Al Quran turun tanpa bentuk apapun. “Ia” hanya datang kepada Rasulullah Saw, lalu kemudian disampaikan oleh Beliau, dengan perkataan dan nyata dalam perilaku Beliau sehari-hari. Maka, sejatinya, Quran itu berwujud dalam bentuk “ruh”.
Zaman mungkin bisa terlihat lebih baik, ketika kita banyak melihat anak didik yang terlihat mudah dalam menghafal Al Quran. Lembaga tahfidz menjamur. Gairah orangtua dalam memasukkan anaknya ke sekolah yabg berorientasi tahfidz pun juga meningkat tajam. Namun, semakin hari, kasus demi kasus yang terjadi dalam keluarga, semakin mengenaskan. Anak membunuh orangtua, ataupun sebaliknya. Hal ini secara tidak langsung mencerminkan, nilai nilai Qurani manusia mungkin baru sebatas “jasad” saja, dan belum mencapai ke “ruh”nya.

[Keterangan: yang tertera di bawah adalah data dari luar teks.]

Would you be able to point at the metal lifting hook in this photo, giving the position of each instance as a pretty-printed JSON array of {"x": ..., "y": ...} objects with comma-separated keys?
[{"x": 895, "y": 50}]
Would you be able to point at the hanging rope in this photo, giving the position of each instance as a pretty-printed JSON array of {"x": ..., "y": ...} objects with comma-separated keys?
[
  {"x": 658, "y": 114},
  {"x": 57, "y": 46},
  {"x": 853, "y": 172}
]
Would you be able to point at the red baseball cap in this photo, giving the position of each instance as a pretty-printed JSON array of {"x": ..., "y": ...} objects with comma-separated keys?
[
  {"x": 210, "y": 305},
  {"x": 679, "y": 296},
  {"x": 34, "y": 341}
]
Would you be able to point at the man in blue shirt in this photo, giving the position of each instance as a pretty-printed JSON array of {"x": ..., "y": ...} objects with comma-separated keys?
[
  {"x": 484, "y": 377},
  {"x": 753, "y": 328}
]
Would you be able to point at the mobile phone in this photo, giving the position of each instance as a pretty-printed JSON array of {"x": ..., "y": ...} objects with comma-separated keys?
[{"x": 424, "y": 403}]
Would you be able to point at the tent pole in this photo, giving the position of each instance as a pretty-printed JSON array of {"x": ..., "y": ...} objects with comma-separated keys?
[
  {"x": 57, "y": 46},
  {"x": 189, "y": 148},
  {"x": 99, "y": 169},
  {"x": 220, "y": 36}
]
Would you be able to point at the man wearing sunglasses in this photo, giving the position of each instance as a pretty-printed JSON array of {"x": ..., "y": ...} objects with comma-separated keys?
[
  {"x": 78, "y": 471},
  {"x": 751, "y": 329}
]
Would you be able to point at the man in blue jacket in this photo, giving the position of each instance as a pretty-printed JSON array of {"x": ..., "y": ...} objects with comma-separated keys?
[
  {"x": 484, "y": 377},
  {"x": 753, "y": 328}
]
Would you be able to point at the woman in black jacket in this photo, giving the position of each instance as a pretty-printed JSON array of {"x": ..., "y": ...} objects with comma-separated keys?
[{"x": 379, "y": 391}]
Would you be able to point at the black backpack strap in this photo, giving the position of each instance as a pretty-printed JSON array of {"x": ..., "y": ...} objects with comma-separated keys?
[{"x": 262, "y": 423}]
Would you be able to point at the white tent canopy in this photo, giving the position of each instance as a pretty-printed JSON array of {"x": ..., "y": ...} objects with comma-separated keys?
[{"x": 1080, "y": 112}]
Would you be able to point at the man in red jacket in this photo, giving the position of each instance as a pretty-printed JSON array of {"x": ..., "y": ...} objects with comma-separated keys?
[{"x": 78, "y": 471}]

Orangtua bangga ketika anaknya diwisuda tahfidz, namun hal itu dicapai dengan mencaci, mendesak guru, dan lembaganya untuk segera meluluskan. Atau juga, anak sudah mahir mengaji dan menghafal, tapi lisannya masih mudah merendahkan temannya. Dan, juga ada, seorang yang sudah mutqin pun, ternyata lisannya juga mudah merendahkan hafidz lain yang tidak kunjung lancar hafalannya. Kasus-kasus ini adalah sebagian kecil bukti bahwa Al Quran hanya dicapai secara jasadiah saja, bukan menjadi ruhaniah- yang mengejawantah menjadi sebuah perilaku.
Jika boleh berumpama, maka sifat Al Quran hanya berhasil diinstal dalam kehidupan, namun gagal total atau bahkan tidak pernah digunakan dalam sebuah bingkai sistem kehidupan. Bayangkan, bagaimana sia sianya aplikasi yang sudah di nstal, namun tidak digunakan atau bahkan tidak dibuka sama sekali.
Sedikit banyak, namun perlahan, maka benarlah dulu para sahabat tak ingin buru buru menghafal atau memahami Al Quran, jika belum mampu mentransformasikan dalam perilaku sehari hari mereka. Toh, Al Quran juga turun tidak sekaligus, yang berarti, Al Quran bukan untuk dipakai dengan cepat, secepat pelatihan atau metode cepat baca Al Quran itu.
Tugas utama Al Quran yang sebagai mukjizat itu memang tidak mudah dipahami. Karena l, jika sudah memahami kenapa Al Quran menjadi mukjizat, maka akan banyak keajaiban yang terjadi dalam hidup manusia. Jadi, sudah sejauh mana Al Quran itu hadir dalam kehidupan kita? Sebatas seremonial belaka ataukah sudah mendarah daging dan sudah menjadi ruh kehidupan kita?